Home is that place that nurtures and sustains you, where you are with your kindred, where you find rest and comfort, are safe and supported. It is as Merriam-Webster defines a “congenial environment.” Or it ought to be. Looking back over the various blog postings I’ve made here at the Twelve, I find myself often returning to this theme of home. And not just here. Why, just the other day in a sermon I referenced—rather embarrassingly—the late ‘90’s teen-pop TV show Dawson’s Creek to get to a Randy Newman song sung by Chantal Kreviazuk, Feels Like Home. (Take a listen! And as to the Dawson aspect, the song was apparently on the Creek’s soundtrack, not that I associate with or really know anything about that…) Sometimes in regards to culture (even pop culture), often ecological, and usually of the personal, I dwell a lot upon “home” as place, relationship, and even way of entering into a deeper experience of the holy. Perhaps it’s influenced by my evangelical roots and the picture of Jesus knocking on the door. But mostly it’s because of verse 14 from the Prologue of the Gospel of John, “And the Word became flesh and lived among us, and we have seen his glory, the glory as of a father’s only son, full of grace and truth.” Lived among up perhaps better stated more colloquially, “pitched his tent.” I wonder at the immensity and the subtle reality of God making God’s dwelling among us not only in the person of Jesus Christ but in the Holy Spirit too.

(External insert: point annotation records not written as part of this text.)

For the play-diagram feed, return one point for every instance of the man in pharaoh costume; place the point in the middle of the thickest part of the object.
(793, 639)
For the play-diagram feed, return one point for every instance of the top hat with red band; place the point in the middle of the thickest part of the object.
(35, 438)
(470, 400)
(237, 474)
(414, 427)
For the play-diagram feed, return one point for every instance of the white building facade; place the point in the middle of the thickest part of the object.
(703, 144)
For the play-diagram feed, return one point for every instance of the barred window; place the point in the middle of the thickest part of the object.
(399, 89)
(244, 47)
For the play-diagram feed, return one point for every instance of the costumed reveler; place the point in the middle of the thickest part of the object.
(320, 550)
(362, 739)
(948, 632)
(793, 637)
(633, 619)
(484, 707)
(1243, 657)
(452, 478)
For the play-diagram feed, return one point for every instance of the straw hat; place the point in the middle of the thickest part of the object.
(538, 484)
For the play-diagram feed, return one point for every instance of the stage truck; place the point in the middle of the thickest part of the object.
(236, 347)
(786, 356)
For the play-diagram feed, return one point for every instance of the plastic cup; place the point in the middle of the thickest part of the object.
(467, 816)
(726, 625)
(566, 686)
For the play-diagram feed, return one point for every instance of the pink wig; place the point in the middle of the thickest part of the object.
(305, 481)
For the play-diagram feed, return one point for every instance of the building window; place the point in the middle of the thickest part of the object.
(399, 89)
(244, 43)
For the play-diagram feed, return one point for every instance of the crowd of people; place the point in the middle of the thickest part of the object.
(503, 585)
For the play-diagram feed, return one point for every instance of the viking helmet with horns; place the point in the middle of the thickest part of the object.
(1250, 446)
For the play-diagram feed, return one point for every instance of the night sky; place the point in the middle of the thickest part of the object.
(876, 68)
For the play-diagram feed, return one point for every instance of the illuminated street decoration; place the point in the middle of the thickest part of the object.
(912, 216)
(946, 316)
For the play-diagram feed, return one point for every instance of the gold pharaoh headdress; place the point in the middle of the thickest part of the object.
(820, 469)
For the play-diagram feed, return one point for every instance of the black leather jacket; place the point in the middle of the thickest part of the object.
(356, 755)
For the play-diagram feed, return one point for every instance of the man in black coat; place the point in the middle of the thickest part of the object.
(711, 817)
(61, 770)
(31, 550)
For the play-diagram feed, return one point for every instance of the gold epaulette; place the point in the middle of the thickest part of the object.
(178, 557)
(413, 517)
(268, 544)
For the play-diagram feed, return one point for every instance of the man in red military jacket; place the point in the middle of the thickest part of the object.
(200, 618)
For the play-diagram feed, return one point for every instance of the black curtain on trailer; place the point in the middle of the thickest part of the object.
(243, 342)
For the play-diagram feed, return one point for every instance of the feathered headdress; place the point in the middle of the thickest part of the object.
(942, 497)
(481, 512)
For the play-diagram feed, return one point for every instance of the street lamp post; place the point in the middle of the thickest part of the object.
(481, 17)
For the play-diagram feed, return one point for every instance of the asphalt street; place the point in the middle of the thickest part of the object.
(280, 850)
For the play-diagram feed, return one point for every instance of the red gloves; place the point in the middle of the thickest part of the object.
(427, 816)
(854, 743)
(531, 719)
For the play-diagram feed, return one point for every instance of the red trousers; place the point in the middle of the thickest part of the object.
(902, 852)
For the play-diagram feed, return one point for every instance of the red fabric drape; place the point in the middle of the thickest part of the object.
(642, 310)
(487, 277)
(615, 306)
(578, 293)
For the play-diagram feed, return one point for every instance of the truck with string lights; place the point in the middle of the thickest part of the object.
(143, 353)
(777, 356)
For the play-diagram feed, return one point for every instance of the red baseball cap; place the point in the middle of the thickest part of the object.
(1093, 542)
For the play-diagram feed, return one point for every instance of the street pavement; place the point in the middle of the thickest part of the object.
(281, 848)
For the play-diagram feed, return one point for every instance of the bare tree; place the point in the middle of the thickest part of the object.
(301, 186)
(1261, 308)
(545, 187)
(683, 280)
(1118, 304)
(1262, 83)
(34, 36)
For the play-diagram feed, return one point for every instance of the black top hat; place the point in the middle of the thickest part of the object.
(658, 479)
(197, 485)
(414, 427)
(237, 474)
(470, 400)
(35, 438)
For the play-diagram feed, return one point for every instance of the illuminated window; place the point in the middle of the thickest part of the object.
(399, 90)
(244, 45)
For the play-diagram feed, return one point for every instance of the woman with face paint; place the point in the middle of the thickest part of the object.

It is with that mindset, with thoughts of home permeating my heart that I wish to use this space to commend to you a new short film of only 26 minutes called My Neighbourhood. For a limitted time, you can watch the entire film online at the Guardian. My Neighbourhood concentrates on a child as he is becoming a teen, eleven years old Mohammed El Kurd, a Palestinian who lives in the neighbourhood of Sheikh Jarrah in East Jerusalem. He and his family and many neighbors are forced to give up their homes as Israeli settlers move into them. In a very short amount of time, the viewer is able to see how resentment and hate develops, fosters, and grows. Animosity and enmity is not where this story ends, however. We also meet Zvi and Sara Benninga, Jewish Israelis residing in West Jerusalem who develop a relationship with Mohammed and join in regular protest to save the neighbourhood of Sheikh Jarrah.
Three years ago a group of about twelve delegates from the Christian Reformed Church and the Reformed Church in America joined a Christian Peacemaker Team group for two weeks in the West Bank of Palestine. We went to Sheikh Jarrah, participated in the protest, and actually met some of Mohammed’s family who were camped out in front of their home that has been taken over by settlers. It was a profound and personalizing experience of an issue far too ignored or generalized in the US media.
This week as President Obama is visiting Israel and the occupied Palestinian territory of the West Bank and much of the media’s coverage will be given over to rhetoric and ruhmors of wars with Iran, I urge you to remember Mohammed and Zvi and Sara and the countless others—Israeli, Palestinian, and international—who are working towards a just peace in Palestine and Israel, who are reminding and showing the world what is happening, who are peacefully but courageously protesting the injustice of horrors of the occupation. Please join me in prayer that all might find a true home with peace and security.